D’ailleurs être de l’opposition, ce n’est pas un manteau ; c’est un comportement, et il y a bien longtemps que ce réflexe a fui Gilchrist Olympio et les siens. Depuis mai 2010, ils n’ont d’yeux que pour Faure Gnassingbé, allant même à l’encontre des revendications légitimes du peuple incarnées aujourd’hui par l’Alliance nationale pour le changement (Anc), le Front républicain pour l’alternance et le changement (Frac), le Collectif « Sauvons le Togo » et la Coalition Arc-en-ciel. Il est loisible d’entendre des responsables de l’Ufc soutenir ouvertement les violences contre les manifestants de ces regroupements.
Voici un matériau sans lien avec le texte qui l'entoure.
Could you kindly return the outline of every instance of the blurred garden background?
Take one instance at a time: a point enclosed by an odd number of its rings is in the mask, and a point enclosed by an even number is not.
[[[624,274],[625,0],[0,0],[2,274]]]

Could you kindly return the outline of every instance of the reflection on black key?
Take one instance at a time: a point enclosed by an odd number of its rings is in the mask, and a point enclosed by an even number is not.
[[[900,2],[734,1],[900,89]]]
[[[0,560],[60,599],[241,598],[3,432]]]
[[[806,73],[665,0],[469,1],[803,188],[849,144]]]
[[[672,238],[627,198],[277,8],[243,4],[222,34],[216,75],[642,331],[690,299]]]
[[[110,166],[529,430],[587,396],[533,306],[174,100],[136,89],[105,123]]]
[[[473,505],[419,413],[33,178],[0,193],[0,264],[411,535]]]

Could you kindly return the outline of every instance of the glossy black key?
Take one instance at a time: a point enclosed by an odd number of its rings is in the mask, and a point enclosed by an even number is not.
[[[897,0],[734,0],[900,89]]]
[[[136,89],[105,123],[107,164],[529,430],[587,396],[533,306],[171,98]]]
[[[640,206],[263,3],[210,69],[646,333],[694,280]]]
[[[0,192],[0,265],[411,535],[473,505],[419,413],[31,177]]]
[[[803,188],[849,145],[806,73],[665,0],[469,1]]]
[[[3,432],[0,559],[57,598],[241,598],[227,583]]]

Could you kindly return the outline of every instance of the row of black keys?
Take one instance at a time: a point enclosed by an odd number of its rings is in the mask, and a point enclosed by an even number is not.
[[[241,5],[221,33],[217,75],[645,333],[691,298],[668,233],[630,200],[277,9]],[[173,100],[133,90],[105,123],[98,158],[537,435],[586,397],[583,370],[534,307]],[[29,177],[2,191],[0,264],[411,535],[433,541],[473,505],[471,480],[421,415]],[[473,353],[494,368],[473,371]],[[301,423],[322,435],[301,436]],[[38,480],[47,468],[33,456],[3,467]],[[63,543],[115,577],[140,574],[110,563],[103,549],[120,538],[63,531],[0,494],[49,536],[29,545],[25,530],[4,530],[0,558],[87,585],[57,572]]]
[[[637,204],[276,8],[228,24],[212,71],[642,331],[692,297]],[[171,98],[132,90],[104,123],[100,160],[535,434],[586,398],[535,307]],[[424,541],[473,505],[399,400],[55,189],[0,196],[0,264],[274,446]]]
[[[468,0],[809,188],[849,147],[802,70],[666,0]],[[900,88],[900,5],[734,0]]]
N’est-ce pas Gilchrist Olympio qui est à l’origine de l’exclusion de l’Assemblée nationale des neuf (09) députés de l’Anc ? Au Parlement, l’Ufc ne fait d’ailleurs que voter les projets de loi transmis par le pouvoir.
 
C’est manifeste, l’Ufc est devenue depuis quelque temps un accompagnateur du régime Faure Gnassingbé et à ce titre, ne saurait être encore considérée comme de l’opposition. « Un projet de loi portant statut de l’opposition discuté et adopté en commission à l’Assemblée nationale stipule : « Est considéré comme parti de l’opposition, tout parti ou coalition de partis politiques n’appartenant pas à la majorité parlementaire ou ne soutenant pas l’action du gouvernement » », a bien fait de rappeler le parti de Me Dodji Apévon, au cours d’une conférence de presse organisée le lundi 15 octobre dernier, avant de conclure, logiquement : « Il est constant aujourd’hui, qu’en dehors de l’ANC et du CAR, tous les autres partis parlementaires, non seulement soutiennent l’action du gouvernement, mais en sont membres ». Même Me Djovi Gally, jusqu’à récemment Porte-parole de l’Ufc et Conseiller particulier de Gilchrist Olympio, s’est indigné sur les ondes d’une radio de la place que le parti puisse encore se prévaloir de l’opposition tout en étant au gouvernement et soutenant les actions du pouvoir, sur la base d’un accord bilatéral et a parlé d’aberration. Mais l’ancien garçon de course à l’Ambassade du Togo en RDC, Gilbert Bawara, lui, trouve cela normal.